Regional anthem of Mississippi
LyricsWilliam Houston Davis, 1962
MusicWilliam Houston Davis, 1962
AdoptedMay 17, 1962; 60 years ago (1962-05-17)

"Go, Mississippi" (copyrighted as "Go, Mis-sis-sip-pi") is the regional anthem of Mississippi, adopted as the official state song on May 17, 1962.



"Go, Mississippi" was written and composed by William Houston Davis (1914–1987)[1][2] and copyrighted in 1962.[i] The copyright was assigned in 1962 to the Jackson Board of Realtors, who recommended it to the Legislature.

It was adopted as the official state song by House Concurrent Resolution 67 on May 16, 1962, during the Regular Session as General Laws of Mississippi of 1962, Chapter 654.[3][4] The Mississippi Legislature had selected it from two compositions, the other being "Mississippi, U.S.A." (© 1960),[ii] also composed by Houston Davis. The House members met with the Senate in a joint session to listen to both compositions performed by a professional dance orchestra with the composer on drums and the Hinds Junior College Hi-Steppers dancing. The band then swung into a chorus of "Dixie" and, according to the UPI, everyone rose.[5]

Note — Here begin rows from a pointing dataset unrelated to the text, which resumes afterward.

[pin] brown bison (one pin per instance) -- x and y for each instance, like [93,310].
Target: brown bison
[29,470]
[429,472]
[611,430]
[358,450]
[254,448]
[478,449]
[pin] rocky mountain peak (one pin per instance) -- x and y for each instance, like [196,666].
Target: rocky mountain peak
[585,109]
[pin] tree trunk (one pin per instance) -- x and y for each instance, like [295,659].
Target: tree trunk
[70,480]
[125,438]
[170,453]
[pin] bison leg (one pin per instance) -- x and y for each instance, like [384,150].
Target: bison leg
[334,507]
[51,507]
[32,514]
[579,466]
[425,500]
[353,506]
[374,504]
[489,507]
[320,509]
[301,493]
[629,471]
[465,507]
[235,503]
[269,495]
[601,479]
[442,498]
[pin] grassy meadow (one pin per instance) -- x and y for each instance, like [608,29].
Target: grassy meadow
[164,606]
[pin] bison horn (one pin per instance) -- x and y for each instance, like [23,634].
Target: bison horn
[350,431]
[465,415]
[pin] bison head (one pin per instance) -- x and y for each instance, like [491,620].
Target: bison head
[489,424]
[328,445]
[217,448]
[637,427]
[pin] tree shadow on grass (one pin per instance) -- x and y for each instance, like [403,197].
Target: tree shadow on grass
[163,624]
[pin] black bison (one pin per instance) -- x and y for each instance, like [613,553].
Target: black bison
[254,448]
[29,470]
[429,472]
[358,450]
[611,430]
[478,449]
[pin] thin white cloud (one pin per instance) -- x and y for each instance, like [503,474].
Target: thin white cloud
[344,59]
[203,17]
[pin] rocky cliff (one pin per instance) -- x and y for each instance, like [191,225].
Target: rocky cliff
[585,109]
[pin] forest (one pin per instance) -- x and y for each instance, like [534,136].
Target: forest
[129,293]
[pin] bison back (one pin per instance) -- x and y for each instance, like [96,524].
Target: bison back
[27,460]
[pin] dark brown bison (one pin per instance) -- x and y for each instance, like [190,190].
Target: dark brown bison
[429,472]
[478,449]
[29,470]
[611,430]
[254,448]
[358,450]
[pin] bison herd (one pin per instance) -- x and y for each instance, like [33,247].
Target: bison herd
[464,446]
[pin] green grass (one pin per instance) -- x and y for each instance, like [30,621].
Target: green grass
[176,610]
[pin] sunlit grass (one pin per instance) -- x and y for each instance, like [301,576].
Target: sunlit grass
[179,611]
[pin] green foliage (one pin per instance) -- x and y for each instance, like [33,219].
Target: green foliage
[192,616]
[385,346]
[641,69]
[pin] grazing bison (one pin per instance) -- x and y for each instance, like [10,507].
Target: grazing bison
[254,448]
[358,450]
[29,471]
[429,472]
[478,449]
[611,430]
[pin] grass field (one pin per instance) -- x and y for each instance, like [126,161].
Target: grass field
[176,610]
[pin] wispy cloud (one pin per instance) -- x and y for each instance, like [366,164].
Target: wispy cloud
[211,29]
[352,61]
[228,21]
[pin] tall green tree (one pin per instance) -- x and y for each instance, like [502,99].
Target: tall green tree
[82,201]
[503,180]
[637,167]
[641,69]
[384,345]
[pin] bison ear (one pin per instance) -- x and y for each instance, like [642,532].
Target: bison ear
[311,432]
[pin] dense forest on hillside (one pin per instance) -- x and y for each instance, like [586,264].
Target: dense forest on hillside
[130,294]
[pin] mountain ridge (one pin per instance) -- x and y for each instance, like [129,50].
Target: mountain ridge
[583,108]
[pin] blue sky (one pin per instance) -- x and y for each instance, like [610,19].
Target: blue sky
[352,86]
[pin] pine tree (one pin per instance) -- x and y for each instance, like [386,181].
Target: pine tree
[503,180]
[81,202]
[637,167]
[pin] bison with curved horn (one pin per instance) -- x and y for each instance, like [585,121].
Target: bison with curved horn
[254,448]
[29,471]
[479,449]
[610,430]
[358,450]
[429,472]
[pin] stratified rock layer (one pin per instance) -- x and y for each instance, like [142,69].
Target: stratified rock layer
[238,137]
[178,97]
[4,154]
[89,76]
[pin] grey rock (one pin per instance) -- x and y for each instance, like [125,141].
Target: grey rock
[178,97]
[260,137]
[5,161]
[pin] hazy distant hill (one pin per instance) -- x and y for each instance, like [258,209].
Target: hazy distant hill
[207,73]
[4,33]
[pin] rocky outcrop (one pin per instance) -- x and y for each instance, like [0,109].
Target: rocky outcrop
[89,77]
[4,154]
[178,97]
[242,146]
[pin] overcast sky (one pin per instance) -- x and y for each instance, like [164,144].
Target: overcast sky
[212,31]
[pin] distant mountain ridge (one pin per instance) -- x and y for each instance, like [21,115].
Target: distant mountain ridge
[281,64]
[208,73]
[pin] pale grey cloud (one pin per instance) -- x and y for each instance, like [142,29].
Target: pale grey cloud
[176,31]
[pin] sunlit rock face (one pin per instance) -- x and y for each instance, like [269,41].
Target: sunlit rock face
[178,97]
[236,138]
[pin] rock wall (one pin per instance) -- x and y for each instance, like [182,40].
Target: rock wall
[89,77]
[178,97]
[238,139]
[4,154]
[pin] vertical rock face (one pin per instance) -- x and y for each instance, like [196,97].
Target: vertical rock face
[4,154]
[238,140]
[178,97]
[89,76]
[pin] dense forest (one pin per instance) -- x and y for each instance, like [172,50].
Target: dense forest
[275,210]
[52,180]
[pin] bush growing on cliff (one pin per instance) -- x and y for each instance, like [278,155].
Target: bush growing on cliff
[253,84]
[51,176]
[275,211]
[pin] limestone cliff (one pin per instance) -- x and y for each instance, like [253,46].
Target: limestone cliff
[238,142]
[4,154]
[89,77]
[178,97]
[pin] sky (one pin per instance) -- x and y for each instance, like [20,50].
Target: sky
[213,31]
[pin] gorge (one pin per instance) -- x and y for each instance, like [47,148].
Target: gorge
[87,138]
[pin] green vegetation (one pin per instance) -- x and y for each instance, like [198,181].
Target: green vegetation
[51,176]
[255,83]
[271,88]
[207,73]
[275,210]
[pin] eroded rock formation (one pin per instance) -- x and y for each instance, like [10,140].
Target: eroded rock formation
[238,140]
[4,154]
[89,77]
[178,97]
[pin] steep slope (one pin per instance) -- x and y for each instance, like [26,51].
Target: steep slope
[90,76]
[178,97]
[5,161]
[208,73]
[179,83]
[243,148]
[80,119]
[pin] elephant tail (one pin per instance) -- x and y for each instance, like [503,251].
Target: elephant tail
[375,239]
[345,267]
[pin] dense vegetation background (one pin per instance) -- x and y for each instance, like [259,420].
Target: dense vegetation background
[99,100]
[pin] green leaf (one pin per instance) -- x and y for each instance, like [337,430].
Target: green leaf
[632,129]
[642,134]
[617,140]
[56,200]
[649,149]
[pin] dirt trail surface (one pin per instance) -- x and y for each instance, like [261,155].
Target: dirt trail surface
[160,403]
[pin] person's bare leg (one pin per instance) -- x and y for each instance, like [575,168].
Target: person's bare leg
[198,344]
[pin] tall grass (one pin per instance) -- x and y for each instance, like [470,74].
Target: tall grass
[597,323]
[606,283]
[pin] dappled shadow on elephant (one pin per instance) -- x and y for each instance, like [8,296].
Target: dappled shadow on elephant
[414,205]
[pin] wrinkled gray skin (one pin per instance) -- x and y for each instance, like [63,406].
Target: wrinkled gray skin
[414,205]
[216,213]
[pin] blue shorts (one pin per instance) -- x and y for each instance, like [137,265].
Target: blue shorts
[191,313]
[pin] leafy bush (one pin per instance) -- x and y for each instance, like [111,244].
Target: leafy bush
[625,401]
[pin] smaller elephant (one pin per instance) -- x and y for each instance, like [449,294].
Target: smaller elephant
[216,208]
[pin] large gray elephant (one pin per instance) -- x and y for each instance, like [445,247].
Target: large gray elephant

The song was enthusiastically received in front of 41,000 fans at a formal dedication September 29, 1962, by Governor Barnett in Oxford, as performed by the Ole Miss Marching Band during a halftime of an Ole MissKentucky football game.[6][7]


"Go Mississippi" is the same melody as "Roll with Ross," which Houston Davis[iii] composed under a commission by Ross Barnett (1898–1987) for use as a 1959 campaign theme song for governor.[8][9] The lyrics of "Roll with Ross" include the words:

Roll with Ross, roll with Ross, he's his own boss
For segregation, one hundred percent
He's not a moderate like some of the gents
He'll fight integration with forceful intent.

— Lyrics to "Roll with Ross" (© 1959)
The same melody as "Go, Mississippi" (© 1962)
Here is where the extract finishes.